The current budget debacle has been a clear illustration. We will see more of such maneuvers in the weeks and months to come, I fear. Last night’s City Council meeting, which ultimately passed that budget, was raw theater for this manipulative power. 

So – the combined forces of the Mayor’s office and a (at least) 5-person lockstep voting bloc of the City Council provides all that the Local Powers That Be need to move the agenda of neoliberal privatization on along full apace.  

The current occupants of those offices are apparently willing to ride that heady mix of power’s endorsement and opportunity. It may continue to get them somewhere, especially if they are willing to resurrect ethics only for superficial viewing in campaign promises. Yet they should be aware that the system they’ve pledged into also regards them as disposable. 

That this paradigm shift took hold by manipulating grassroots electoral methods and promises is a particular sin. When some of you pledged a vow of servant leadership, you certainly did not make clear who and whose interests you intended to serve. 

Things will get complicated as we move on along. The 2021 local elections are already kicking in. Some of the critiques we are hearing now and in the time to come are motivated by the speaker’s own political ambitions and opportunism. Let us listen for that – and ask questions. There may be true and honest leaders – and we need those leaders with wisdom and integrity – mixed among those folks, but we will have to discern carefully. Nothing and no one is a given.  

There will also continue to be people who genuinely believe in actual equity, care, and justice for people and the planet – enacted with skill and with a dedicated concern for civic and common good. There are people with real integrity speaking into this struggle. I do my best to count among that number. My own personal interests might be better served by being quiet, but the ethical imperatives of my faith compel me to speak out. This is pastoral work and this is a Christian commitment for me.

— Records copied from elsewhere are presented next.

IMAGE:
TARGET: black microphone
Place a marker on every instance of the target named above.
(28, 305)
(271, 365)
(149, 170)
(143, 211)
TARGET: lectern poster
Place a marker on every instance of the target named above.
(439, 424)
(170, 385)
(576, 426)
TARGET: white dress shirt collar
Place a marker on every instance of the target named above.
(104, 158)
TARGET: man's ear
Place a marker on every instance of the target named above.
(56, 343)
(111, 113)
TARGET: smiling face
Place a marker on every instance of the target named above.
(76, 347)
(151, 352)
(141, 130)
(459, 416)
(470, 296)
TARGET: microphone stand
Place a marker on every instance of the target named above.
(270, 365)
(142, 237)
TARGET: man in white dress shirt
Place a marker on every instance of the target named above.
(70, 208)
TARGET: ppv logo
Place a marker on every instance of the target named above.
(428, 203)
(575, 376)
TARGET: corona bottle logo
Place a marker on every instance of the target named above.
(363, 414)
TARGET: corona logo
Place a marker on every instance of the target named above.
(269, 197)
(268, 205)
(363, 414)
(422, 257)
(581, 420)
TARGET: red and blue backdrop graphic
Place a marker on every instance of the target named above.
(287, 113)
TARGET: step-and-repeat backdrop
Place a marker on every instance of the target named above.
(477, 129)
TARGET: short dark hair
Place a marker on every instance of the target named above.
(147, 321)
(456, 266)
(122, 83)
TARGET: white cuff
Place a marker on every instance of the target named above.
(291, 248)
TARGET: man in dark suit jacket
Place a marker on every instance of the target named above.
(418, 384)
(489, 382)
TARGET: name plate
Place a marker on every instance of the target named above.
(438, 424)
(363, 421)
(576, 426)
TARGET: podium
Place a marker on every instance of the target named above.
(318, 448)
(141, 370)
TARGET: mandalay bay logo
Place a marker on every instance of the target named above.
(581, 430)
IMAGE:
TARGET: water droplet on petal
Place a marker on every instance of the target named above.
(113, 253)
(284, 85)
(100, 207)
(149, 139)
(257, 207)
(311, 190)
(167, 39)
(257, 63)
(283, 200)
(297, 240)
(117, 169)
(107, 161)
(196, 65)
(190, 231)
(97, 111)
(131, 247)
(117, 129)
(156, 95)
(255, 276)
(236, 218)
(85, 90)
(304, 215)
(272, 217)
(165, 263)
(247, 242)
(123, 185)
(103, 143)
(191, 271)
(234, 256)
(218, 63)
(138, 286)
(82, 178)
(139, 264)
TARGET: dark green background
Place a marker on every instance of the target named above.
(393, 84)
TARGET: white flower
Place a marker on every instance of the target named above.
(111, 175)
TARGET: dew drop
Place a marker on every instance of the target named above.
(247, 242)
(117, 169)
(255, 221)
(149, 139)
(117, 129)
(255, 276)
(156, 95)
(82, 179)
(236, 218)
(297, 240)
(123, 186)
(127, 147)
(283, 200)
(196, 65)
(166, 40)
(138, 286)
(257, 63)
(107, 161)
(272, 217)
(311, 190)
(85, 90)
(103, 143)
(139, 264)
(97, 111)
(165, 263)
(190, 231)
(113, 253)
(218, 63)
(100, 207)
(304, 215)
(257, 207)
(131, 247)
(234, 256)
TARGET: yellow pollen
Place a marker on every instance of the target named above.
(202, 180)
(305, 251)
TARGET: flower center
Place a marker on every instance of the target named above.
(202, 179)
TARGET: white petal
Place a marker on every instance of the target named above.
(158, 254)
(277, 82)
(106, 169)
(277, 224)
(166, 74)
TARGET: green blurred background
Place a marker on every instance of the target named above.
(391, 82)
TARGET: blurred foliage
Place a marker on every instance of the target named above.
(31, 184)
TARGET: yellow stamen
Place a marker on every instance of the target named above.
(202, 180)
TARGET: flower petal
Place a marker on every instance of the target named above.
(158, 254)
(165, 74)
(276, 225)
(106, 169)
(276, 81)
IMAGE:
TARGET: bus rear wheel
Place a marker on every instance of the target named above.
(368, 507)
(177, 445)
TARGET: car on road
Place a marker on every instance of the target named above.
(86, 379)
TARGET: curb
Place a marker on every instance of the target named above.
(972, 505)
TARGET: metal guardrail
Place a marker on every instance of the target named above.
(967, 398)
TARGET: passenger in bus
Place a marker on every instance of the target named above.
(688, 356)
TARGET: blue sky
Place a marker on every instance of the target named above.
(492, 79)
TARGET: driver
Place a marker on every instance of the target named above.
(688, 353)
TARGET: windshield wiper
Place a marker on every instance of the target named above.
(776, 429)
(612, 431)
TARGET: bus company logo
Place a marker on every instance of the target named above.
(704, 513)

On the national level, the choices are pretty clear, if less than we might have hoped for. 

Closer to home, we’ll have to keep paying attention, keep asking questions, keep making demands on the system that it be more genuinely accountable, equitable, and just in service of the public interest, and keep taking it to the streets when the interests of the commons are unheard and unheeded.

Let us never cease to ask the questions: “who benefits from this” “whom is this intended for?” “who may be harmed by this, whether it’s intentional or not?” And if the answer comes at the expense of marginalized people or the planet for the sake of the Affluent Class or the powers of patriarchy and white supremacy, we have to be ready to speak back and push back. 

Many thanks to all who have worked so hard to create structures for participatory budgeting and people’s power, liberated from political manipulation. Your expertise, dedication, witness, and example are a great gift to us all – and it is my joy to journey with you in this work.